Month: December 2006

Media Radical Transparency

Here are some thoughts on what a truly transparent media organization would do.

  1. Show who we are
  2. Upside: Readers know who to contact. The organization is revealed as a collection of diverse individuals, not just a brand, an editor and some writers.

    Risk: Competitors know who to poach; PR people spam us even more than usual.

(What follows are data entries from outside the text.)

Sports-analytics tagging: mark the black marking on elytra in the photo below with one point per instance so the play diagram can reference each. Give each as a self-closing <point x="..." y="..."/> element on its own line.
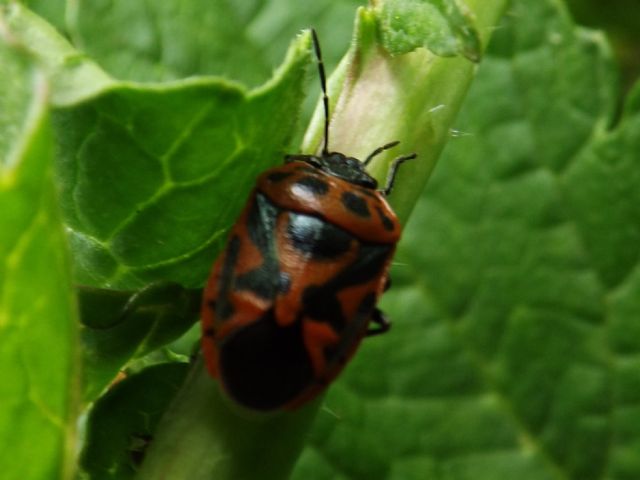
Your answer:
<point x="284" y="284"/>
<point x="224" y="307"/>
<point x="387" y="223"/>
<point x="278" y="176"/>
<point x="259" y="281"/>
<point x="381" y="322"/>
<point x="321" y="303"/>
<point x="367" y="192"/>
<point x="317" y="238"/>
<point x="355" y="204"/>
<point x="265" y="365"/>
<point x="261" y="220"/>
<point x="367" y="303"/>
<point x="307" y="169"/>
<point x="314" y="185"/>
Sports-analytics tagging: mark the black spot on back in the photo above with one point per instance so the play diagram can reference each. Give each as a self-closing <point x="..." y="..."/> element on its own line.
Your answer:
<point x="317" y="238"/>
<point x="263" y="280"/>
<point x="285" y="282"/>
<point x="387" y="223"/>
<point x="321" y="303"/>
<point x="264" y="366"/>
<point x="224" y="308"/>
<point x="314" y="185"/>
<point x="277" y="176"/>
<point x="355" y="204"/>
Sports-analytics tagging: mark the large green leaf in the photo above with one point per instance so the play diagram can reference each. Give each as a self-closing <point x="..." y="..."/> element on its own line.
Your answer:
<point x="222" y="441"/>
<point x="38" y="347"/>
<point x="516" y="295"/>
<point x="121" y="423"/>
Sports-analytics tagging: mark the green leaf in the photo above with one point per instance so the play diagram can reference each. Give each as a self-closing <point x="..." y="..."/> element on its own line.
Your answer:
<point x="154" y="41"/>
<point x="122" y="422"/>
<point x="220" y="440"/>
<point x="412" y="98"/>
<point x="118" y="326"/>
<point x="73" y="77"/>
<point x="152" y="176"/>
<point x="446" y="27"/>
<point x="516" y="293"/>
<point x="37" y="315"/>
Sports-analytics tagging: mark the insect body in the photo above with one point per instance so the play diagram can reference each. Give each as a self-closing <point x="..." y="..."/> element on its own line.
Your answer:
<point x="296" y="287"/>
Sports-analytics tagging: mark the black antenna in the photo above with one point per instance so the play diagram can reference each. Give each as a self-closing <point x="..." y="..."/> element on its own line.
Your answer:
<point x="325" y="99"/>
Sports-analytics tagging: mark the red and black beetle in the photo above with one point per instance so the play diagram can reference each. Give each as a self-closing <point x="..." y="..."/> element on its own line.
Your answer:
<point x="296" y="286"/>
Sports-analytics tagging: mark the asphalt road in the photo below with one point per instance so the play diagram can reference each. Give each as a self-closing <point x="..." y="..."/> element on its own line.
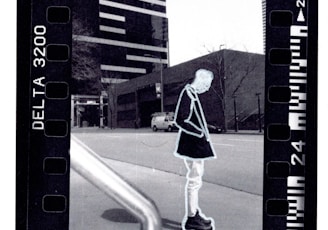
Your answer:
<point x="239" y="163"/>
<point x="231" y="192"/>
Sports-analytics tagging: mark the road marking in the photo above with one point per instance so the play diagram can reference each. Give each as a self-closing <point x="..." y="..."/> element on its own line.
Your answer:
<point x="245" y="140"/>
<point x="223" y="144"/>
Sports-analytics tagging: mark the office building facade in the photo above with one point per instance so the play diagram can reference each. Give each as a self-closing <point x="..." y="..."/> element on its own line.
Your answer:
<point x="130" y="36"/>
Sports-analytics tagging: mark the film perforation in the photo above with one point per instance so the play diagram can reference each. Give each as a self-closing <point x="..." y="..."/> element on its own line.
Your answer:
<point x="58" y="14"/>
<point x="281" y="18"/>
<point x="277" y="207"/>
<point x="55" y="165"/>
<point x="278" y="169"/>
<point x="57" y="90"/>
<point x="280" y="56"/>
<point x="54" y="203"/>
<point x="278" y="132"/>
<point x="279" y="94"/>
<point x="57" y="52"/>
<point x="56" y="128"/>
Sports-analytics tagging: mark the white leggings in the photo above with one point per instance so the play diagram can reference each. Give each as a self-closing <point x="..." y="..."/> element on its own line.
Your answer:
<point x="194" y="183"/>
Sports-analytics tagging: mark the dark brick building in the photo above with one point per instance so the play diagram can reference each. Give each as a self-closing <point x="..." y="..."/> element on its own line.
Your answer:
<point x="236" y="95"/>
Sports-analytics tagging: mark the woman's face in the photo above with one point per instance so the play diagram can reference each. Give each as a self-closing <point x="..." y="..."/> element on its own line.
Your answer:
<point x="203" y="85"/>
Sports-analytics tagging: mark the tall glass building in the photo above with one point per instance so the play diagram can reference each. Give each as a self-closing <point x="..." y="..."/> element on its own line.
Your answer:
<point x="130" y="36"/>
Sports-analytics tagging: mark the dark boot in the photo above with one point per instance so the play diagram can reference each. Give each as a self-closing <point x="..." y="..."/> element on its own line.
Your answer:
<point x="198" y="223"/>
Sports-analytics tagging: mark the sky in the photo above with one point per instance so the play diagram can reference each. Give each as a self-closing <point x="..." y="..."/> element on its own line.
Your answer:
<point x="197" y="27"/>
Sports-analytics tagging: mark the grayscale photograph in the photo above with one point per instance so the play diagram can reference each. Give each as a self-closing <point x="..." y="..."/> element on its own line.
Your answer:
<point x="167" y="114"/>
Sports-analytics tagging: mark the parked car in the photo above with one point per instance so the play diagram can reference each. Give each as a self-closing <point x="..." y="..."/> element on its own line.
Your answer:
<point x="163" y="121"/>
<point x="214" y="128"/>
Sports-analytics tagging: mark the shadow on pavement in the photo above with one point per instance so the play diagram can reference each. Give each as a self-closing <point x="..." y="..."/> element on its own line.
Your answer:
<point x="123" y="216"/>
<point x="119" y="215"/>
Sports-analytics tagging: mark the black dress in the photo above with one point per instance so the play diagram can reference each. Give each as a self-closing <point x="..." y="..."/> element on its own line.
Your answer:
<point x="193" y="139"/>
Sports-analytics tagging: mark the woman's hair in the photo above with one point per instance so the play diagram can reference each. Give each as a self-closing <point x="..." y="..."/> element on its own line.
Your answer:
<point x="203" y="73"/>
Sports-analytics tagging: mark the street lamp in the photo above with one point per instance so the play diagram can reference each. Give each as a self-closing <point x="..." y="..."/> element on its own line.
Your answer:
<point x="259" y="111"/>
<point x="161" y="78"/>
<point x="235" y="112"/>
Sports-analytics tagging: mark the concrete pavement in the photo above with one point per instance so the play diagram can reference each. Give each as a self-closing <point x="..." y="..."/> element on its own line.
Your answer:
<point x="91" y="209"/>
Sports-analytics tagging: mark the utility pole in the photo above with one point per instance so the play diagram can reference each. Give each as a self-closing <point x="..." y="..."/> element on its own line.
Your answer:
<point x="235" y="113"/>
<point x="259" y="111"/>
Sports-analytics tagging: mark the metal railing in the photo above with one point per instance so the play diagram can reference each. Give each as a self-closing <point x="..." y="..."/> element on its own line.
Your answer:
<point x="90" y="166"/>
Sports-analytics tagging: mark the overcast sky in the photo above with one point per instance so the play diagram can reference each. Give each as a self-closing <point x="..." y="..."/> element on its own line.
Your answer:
<point x="196" y="26"/>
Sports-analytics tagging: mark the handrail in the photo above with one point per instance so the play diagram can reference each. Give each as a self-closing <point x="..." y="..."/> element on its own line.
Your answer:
<point x="90" y="166"/>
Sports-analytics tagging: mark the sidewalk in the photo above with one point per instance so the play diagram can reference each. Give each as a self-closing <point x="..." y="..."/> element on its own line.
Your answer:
<point x="91" y="209"/>
<point x="148" y="130"/>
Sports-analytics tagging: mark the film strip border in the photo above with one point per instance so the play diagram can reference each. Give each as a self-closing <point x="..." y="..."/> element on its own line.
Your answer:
<point x="43" y="138"/>
<point x="290" y="143"/>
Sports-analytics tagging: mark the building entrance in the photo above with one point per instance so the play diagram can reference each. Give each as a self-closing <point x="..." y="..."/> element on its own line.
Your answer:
<point x="146" y="109"/>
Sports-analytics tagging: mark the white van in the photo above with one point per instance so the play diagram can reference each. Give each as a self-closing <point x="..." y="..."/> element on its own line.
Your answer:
<point x="163" y="121"/>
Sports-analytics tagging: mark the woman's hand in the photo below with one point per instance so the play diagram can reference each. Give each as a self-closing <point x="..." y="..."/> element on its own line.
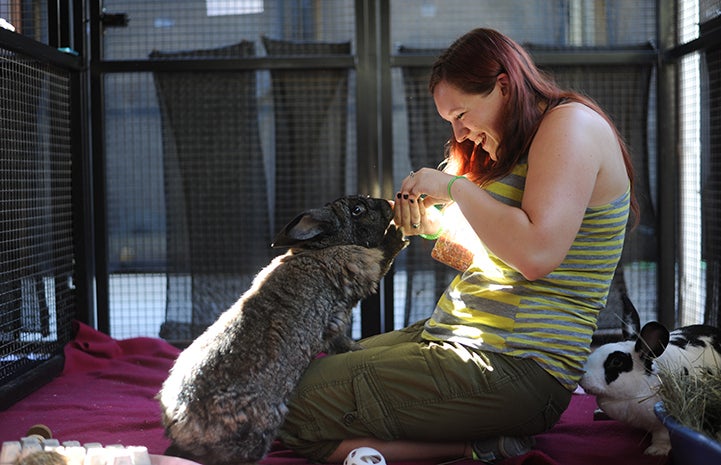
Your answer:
<point x="413" y="208"/>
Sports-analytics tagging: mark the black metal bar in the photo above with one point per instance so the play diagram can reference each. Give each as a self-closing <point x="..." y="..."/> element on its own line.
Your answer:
<point x="710" y="37"/>
<point x="667" y="171"/>
<point x="219" y="64"/>
<point x="555" y="58"/>
<point x="367" y="133"/>
<point x="19" y="43"/>
<point x="95" y="124"/>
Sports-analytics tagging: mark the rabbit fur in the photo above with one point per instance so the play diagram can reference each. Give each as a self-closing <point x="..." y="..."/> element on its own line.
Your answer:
<point x="226" y="395"/>
<point x="624" y="375"/>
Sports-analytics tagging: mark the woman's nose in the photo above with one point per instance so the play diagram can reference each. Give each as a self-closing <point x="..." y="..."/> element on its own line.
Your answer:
<point x="460" y="132"/>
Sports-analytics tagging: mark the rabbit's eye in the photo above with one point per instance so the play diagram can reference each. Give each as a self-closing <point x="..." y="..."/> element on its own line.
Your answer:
<point x="358" y="210"/>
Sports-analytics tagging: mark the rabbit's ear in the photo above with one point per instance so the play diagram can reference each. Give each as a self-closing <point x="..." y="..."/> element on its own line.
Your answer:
<point x="303" y="228"/>
<point x="652" y="341"/>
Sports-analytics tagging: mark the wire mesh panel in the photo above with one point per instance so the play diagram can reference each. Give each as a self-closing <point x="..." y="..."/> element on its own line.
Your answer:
<point x="37" y="303"/>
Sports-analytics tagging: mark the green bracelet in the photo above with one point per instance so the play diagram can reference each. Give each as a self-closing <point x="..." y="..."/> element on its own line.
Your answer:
<point x="450" y="184"/>
<point x="433" y="237"/>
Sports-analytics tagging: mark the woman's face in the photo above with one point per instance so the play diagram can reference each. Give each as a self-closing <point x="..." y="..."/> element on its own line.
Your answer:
<point x="476" y="117"/>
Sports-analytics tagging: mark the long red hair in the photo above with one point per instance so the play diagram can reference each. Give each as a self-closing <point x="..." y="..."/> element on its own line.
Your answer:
<point x="472" y="64"/>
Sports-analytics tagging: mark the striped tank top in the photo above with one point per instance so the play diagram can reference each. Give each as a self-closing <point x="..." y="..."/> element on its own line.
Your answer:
<point x="551" y="320"/>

  3. Show what we’re working on
  4. Upside: Tap the wisdom of crowds

    Risk: Tip off competitors(although I’d argue that this would just as likely freeze them; after all the prior art would be obvious to all); Risks “scooping ourselves”,robbing the final product of freshness.

  5. “Process as Content”
  6. Upside: Open participation can make stories better–better researched, better thought through and deeper. It also can crowdsource some of the work of the copy desk and editors. And once the story is done and published, the participants have a sense of collective ownership that encourages them to spread the word.

    Risk:Curating the process can quickly hit diminishing returns. Writers end up feeling like a cruise director, constantly trying to get people to participate. And all the other risks of the item above.

  7. Privilege the crowd
  8. Upside: Maximizes participation.

    Risk: If we don’t deploy voting tools or (sigh) a login system, trolls may rule.

  9. Let readers decide what’s best
  10. Upside: A front page that reflects reader interest better.

    Risk: A more predictable and lowbrow front page.

  11. Wikify everything
  12. Upside: Stories live and grow, remaining relevant long after their original publication (at no cost to us!)

    Risk: Stories get progressively less coherent as many cooks mess with them. Whatever brand authority the Wired name brings is diminished over time as the stories become less and less our own work.